Anyone want to take Rhett to school in the morning? All of a sudden, I'm not feeling up to it! I didn't want to leave him even after he went to sleep. There is nothing more beautiful to me than the sight of a healthy sleeping child! Yes dear God thank you for Rhett! Thank you so very much.

I am not sure how long I lay there. But I said a long prayer for my little boy. Emotional Mommy that I am, I was all teary and blubbery when I finally crept back across the house. I can't help think about Deby Evans and her son, her only child. Will he ever hear his Mom's voice or feel her hug again? Things like this make me want to freeze dry moments like I just had with Rhett and make them last forever! Will I remember how his little hands feel? Can't I capture one of his eskimo or butterfly kisses and keep it forever? And his little voice... be still my heart! I know a million Moms before me and a million Moms after me will share these feelings about their sons (and daughters, but I'm on Rhett tonight) but to me there is no other little boy in the world like Rhett. My mother used to tell me that she wouldn't trade me for anything... now I know what she meant. I couldn't trade him, I have a real hard time just dropping off for 5 hours! I love my little boy so much.

Dear Father
Thank you for Rhett. Please help him have fun at school, Please! Help me to be the best Mom I can be for him. Please protect my children from evil. How can I ever ask more than for my children to be blessed as you have blessed me!

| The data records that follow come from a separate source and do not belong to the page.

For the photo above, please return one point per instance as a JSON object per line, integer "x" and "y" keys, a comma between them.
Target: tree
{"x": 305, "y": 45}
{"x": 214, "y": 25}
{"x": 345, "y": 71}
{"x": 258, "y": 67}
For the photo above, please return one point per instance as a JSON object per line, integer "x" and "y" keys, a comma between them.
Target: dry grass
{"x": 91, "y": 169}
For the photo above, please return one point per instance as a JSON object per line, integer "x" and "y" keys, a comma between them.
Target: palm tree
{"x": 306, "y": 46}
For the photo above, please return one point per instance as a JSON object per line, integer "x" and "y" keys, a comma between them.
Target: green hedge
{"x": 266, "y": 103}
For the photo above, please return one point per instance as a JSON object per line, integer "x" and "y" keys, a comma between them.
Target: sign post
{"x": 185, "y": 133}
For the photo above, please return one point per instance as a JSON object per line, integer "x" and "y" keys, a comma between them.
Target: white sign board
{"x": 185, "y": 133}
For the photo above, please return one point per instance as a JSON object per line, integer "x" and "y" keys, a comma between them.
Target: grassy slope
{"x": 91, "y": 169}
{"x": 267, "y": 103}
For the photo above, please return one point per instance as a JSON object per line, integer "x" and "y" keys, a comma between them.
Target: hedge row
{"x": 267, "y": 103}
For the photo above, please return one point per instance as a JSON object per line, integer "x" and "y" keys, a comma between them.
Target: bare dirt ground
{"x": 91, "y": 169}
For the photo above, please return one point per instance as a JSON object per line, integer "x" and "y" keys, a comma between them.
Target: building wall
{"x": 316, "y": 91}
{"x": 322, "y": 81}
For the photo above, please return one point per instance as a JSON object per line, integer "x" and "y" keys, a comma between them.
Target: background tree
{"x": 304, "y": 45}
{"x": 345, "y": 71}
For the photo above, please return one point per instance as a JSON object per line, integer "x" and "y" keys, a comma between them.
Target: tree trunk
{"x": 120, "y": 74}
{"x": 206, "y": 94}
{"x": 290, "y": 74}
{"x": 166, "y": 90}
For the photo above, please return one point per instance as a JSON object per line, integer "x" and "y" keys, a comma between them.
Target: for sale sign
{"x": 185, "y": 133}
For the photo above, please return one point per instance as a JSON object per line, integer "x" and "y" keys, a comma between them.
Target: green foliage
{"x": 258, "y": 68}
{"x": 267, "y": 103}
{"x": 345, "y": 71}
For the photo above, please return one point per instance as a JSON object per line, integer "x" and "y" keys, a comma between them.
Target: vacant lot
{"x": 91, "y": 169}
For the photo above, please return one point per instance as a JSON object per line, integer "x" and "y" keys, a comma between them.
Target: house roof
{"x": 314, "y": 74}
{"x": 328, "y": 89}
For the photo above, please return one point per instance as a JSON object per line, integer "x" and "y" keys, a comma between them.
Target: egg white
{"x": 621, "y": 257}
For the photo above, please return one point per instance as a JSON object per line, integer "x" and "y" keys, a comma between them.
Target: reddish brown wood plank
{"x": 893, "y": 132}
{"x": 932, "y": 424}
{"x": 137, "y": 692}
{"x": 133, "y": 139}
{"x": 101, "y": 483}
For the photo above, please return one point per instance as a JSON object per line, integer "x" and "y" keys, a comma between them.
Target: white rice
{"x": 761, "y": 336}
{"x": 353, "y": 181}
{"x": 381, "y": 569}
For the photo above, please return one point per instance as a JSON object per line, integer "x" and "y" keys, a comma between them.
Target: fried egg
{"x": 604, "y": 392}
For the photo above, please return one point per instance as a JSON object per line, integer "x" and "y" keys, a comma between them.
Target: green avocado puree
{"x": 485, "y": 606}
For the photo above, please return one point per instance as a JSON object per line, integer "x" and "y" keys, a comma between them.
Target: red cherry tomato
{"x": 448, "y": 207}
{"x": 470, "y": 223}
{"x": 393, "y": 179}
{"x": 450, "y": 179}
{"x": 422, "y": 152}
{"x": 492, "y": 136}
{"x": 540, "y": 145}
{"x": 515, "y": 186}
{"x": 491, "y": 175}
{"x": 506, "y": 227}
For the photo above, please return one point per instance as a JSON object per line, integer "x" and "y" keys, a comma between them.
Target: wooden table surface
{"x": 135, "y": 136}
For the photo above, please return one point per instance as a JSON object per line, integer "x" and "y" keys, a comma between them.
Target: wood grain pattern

Thankyou for giving us your son. How horrible it must have been for you to see him on that cross! How can we ever doubtyour love for us? What more could you do to show us love? AND Please Lord, help Deby Evans return home to her son. Please let her wake up if for no other reason than to say goodbye. Please allow her to stay here longer. We just want her to wake up so badly! Thank you for your promises. Thank you for hearing our plea. Thank you for your perfect example of love, sacrifice and to letting go! In your sons name, AMEN

6 comments:

Donna G said...

So beagtiful. I also have a boy and a girl and I love them both dearly but there is just something about boys and their mothers. My son is now almost 24 and he still wants his mommy with him. I can hear his raspy little voice when you speak of Rhett. Great! You've got me crying again. Enjoy the ride, its entirely too short.

Mae said...

Tears ~ that's all I have on my face and keyboard right now.
Lord, please be with Stephanie and Rob as they raise their children to be loving, caring, God-filled Christians. Please help ease the anxiety of leaving the baby years behind and fully remember such sweet, tender moments. Lay your hands on the Evans family and do what only You can do ~ heal. Through your son, the perfect sacrifice, Amen.

Clarissa said...

He'll be fine ... I'm glad you can have some time for yourself. If you ever leave the preschool. :)

Quiara said...

I hope he had a wonderful day at school. My nephew (who is three years 7 months -- and four days, but who's counting?) started pre-school in Mississippi today. He's not even my son and I get all googoo over that kid. ^_~

God puts kids in the world to keep us humble, keep us wondering, and keep us aware of how very out of shape we are. ^_~ (At least that's what it does for me.)

Susan - said...

So, how did he do? And you? The picture is adorable. Didn't I tell you boys are special? God knew what he was doing when he gave me two boys. I think you are right, those early scares make us more protective and appreciative of happy healthy children.

SG said...

TWO GREAT PRAISES ON TUESDAY! First deby woke up and then...Rhett walked in class and did not even let out a peep. No tears at all ...not even for me! You have no idea how shocked and happy I was about that.
I have to leave McKenna in Mothers Day Out for the first time tomorrow. I may cry then. I am very attached to little "BaKenna" and I doubt I will be able to leave her if her class is like it was on Tuesday (she is going Thursdays only)with all 10 babies in there crying their eyes out! She is such a sweetie but she latches on tight for security. Those poor teachers can't hold all 10 babies so i do not know how she will do. Great now I have separation anxiety for other peoples kids! I must have letting go issues to deal with!